A string of terrorist attacks have occurred in recent months, including in Paris, San Bernardino, Lebanon, Turkey and West Africa.

Clinton echoed another speaker’s call for amplifying the voices of moderate Muslims, saying a bigger stage needs to be given to more even-keeled views amid discussions about terrorism.

“It’s become harder and harder for moderate, reasonable voices to be heard,” she said. “The way you get eyes or ears is to be provocative, even extreme — to say things that are going to draw attention.”

Salam Al-Marayati, president of the Muslim Public Affairs Council, said mosques — where members of the Muslim community gather — should not be viewed as “centers of radicalization,” but as “assets” in fighting terrorism.

Al-Marayati said reaching out to mosques and the Muslim community means that family members who are often the first to detect something has gone wrong with a relative will be readier to report it or intervene.

Increasingly, he said, “radicals are being told to detach” from their mosques and families.

“We have to see that American Muslims are part of the solution” and that terrorists are “nothing more than a mafia,” Al-Marayati said.

Clinton said she hopes roundtable discussions like the one at USC “will be replicated in many places.” She added that an analogy Al-Marayati made comparing terrorist groups to gangs could be useful for those who feel uncertain about what to do about terrorism and how to understand it.

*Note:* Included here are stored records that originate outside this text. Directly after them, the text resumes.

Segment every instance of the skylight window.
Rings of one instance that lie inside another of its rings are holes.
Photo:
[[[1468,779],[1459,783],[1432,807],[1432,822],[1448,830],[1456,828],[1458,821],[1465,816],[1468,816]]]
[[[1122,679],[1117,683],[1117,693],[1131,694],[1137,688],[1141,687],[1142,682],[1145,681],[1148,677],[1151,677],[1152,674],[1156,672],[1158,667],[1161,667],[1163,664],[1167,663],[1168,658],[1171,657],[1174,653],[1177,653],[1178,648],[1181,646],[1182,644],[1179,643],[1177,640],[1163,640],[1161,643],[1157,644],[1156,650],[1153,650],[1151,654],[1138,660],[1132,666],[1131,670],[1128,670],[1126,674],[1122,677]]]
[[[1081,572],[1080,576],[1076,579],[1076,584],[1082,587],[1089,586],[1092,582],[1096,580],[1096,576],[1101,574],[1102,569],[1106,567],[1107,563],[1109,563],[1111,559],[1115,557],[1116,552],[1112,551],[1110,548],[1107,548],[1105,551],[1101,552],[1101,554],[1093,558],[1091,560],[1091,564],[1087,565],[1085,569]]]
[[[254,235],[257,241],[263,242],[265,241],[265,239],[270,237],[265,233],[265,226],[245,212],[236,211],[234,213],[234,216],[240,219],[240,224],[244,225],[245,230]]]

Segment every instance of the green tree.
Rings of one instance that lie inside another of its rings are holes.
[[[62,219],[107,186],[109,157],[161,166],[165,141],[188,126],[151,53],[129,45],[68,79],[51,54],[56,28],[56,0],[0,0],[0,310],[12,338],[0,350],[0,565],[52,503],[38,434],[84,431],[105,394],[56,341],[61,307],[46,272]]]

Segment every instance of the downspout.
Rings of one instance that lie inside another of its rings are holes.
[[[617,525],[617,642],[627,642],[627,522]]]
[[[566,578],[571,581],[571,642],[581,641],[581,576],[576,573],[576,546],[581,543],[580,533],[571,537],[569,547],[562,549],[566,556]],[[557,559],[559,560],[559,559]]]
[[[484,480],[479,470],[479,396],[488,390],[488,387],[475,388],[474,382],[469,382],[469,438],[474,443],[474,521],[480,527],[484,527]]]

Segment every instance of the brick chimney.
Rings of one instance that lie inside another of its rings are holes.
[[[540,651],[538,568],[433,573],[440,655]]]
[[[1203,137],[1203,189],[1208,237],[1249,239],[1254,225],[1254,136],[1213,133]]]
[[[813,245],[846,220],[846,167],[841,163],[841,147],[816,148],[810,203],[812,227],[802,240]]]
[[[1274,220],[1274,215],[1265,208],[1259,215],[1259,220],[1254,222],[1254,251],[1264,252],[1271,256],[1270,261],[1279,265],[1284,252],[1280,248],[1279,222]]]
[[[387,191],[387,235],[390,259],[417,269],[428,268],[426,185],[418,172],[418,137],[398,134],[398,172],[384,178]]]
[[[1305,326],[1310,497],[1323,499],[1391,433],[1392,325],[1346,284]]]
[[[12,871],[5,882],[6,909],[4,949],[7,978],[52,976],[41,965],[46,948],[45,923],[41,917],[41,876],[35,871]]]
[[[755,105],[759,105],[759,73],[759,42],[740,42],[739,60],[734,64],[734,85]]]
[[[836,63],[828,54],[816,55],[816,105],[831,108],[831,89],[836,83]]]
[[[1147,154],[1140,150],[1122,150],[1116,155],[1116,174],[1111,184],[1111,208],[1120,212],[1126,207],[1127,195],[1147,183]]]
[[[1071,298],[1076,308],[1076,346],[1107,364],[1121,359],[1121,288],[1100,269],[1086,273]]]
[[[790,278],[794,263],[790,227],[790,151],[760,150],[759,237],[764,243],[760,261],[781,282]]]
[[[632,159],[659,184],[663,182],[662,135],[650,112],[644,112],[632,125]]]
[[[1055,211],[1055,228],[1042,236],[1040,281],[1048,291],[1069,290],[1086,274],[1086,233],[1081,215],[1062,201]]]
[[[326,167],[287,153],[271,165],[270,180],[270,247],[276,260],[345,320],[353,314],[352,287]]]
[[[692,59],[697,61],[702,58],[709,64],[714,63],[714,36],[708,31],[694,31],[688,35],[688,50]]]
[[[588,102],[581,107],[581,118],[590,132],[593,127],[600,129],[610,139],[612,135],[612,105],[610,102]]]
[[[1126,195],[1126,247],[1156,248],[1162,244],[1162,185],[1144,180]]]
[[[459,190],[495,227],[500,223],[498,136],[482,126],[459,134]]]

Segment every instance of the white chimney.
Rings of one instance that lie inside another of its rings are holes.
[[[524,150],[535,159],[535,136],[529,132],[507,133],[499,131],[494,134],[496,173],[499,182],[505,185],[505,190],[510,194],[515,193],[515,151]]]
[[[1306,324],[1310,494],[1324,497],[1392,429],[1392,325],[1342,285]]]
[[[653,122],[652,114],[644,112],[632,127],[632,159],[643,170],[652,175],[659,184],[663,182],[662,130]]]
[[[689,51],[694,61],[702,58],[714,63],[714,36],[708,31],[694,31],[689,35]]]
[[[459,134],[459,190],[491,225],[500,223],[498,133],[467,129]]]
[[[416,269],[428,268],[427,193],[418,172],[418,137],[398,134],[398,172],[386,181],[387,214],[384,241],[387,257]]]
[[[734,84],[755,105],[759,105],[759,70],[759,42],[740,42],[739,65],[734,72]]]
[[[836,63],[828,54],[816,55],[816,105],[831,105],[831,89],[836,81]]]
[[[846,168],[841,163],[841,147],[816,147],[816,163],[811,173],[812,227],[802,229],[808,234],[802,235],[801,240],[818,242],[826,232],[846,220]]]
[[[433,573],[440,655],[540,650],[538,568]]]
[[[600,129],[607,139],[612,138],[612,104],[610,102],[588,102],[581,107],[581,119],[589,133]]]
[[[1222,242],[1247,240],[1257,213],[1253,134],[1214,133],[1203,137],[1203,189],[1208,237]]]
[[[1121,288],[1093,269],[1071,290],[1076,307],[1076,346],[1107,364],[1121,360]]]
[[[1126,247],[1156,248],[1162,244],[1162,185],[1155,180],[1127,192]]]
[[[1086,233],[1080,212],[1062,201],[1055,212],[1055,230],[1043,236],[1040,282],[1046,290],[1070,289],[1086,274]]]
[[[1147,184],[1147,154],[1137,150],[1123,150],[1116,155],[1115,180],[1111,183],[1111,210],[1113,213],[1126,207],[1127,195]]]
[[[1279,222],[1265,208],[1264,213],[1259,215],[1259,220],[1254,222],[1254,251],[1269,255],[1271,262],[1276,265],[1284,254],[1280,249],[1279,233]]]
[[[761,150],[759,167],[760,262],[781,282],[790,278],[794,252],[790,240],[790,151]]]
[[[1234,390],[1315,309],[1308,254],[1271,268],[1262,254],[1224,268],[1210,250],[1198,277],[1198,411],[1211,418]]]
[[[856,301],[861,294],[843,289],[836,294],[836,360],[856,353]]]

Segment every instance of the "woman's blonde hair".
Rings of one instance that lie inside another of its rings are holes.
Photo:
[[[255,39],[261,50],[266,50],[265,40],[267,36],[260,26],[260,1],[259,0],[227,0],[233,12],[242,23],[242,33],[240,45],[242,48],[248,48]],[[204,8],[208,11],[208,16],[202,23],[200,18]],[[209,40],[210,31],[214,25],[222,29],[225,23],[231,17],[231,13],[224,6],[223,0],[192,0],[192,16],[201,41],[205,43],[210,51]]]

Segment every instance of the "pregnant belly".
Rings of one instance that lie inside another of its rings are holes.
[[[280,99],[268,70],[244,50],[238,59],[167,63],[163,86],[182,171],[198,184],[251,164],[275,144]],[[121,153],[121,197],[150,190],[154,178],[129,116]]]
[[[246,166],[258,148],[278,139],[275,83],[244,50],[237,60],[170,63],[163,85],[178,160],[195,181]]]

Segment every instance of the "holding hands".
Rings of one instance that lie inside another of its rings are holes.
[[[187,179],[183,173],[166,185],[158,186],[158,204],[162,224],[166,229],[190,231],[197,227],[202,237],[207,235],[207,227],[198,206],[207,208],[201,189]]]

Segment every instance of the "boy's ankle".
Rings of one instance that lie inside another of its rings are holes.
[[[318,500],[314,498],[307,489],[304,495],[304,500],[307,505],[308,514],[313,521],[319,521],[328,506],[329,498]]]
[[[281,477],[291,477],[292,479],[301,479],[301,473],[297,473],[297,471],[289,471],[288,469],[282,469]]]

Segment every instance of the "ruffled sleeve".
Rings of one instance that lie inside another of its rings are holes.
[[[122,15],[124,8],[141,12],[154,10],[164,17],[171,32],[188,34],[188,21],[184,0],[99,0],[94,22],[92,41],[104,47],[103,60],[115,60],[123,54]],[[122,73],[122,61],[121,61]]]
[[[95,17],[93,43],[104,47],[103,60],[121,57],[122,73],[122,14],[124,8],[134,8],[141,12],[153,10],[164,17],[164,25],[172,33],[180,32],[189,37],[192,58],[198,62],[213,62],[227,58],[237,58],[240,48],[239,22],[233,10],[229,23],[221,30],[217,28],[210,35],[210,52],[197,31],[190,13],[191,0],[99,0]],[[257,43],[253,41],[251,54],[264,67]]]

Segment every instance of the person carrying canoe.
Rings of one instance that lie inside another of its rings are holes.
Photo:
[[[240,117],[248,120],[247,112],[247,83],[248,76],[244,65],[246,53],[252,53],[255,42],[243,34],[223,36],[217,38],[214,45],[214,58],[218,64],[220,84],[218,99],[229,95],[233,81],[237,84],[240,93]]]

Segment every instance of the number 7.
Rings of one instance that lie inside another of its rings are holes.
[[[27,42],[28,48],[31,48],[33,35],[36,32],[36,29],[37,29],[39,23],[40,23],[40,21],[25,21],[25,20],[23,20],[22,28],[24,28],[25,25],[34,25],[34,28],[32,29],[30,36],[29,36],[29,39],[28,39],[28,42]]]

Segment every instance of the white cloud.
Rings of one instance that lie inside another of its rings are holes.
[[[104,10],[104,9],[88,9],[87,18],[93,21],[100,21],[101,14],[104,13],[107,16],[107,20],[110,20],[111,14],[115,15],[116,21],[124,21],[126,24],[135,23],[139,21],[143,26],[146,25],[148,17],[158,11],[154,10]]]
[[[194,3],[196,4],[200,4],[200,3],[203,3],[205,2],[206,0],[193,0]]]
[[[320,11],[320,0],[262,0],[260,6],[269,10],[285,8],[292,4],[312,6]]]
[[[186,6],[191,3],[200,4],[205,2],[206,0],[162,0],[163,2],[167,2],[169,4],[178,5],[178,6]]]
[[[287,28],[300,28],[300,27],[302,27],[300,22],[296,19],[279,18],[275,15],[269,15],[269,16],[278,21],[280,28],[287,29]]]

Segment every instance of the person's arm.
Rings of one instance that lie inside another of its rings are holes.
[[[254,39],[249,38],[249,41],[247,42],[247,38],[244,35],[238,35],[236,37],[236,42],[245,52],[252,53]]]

“People who feel marginalized, left out, left behind want to join something,” she said. “L.A. has a long history of dealing with gangs and doing so more successfully than other cities in our country. And thinking about it in that way may give more Americans an understanding … there are many hats for us to take to counter violent extremism, to find more positive experiences, to empower, particularly, young people.”

The roundtable discussion — hastily arranged in the midst of a Clinton fundraising swing — came one day after Clinton used a speech at Stanford University to further outline her strategy for defeating the Islamic State group.

In a statement released in response to the roundtable, Republic National Committee Chairman Reince Priebus said the blame for the recent terrorist incidents should be placed on Clinton and President Barack Obama, who have been “wrong about ISIS at every turn, which has resulted in more attacks and a more
dangerous world.”

“From her failed Libya policy, to her support for the president’s hasty withdrawal from Iraq, to her failed online counter-terrorism program at the State Department, Hillary Clinton has backed policies that have enabled ISIS to grow into a global threat,” Priebus said.

“We need a president who will take a fundamentally different approach to defeat radical Islamic terrorists, not someone like Hillary Clinton who dangerously believes we ‘finally are where we need to be,’” Priebus said.

Clinton also appeared on “Jimmy Kimmel Live” and spoke at two fundraisers for her campaign for the Democratic presidential nomination in her ninth trip to the Los Angeles area since declaring her candidacy on April 12, 2015.

Clinton’s first fundraiser was a late-afternoon event at the Santa Monica home of Julia Franz and Chris Silbermann. Tickets cost $2,700, the maximum individual contribution under federal law to a candidate seeking a party’s presidential nomination, according to an invitation obtained by City News Service.

Individuals raising $10,000 for what the campaign is billing as a “Conversation with Hillary Rodham Clinton” were designated as co-hosts and received an invitation to a reception with fellow co-hosts and were able to have their pictures taken with Clinton.

Silbermann is a co-founder of the talent agency ICM Partners. Franz, his wife, has produced such television series as “State of Affairs,” “Men at Work” and “Made in Jersey.”

Following her appearance on “Jimmy Kimmel Live,” Clinton spoke at an evening event at the Avalon Hollywood nightclub, which also included performances by the singers Estelle and Ben Harper. Hip-hop music magnate Russell Simmons served as master of ceremonies.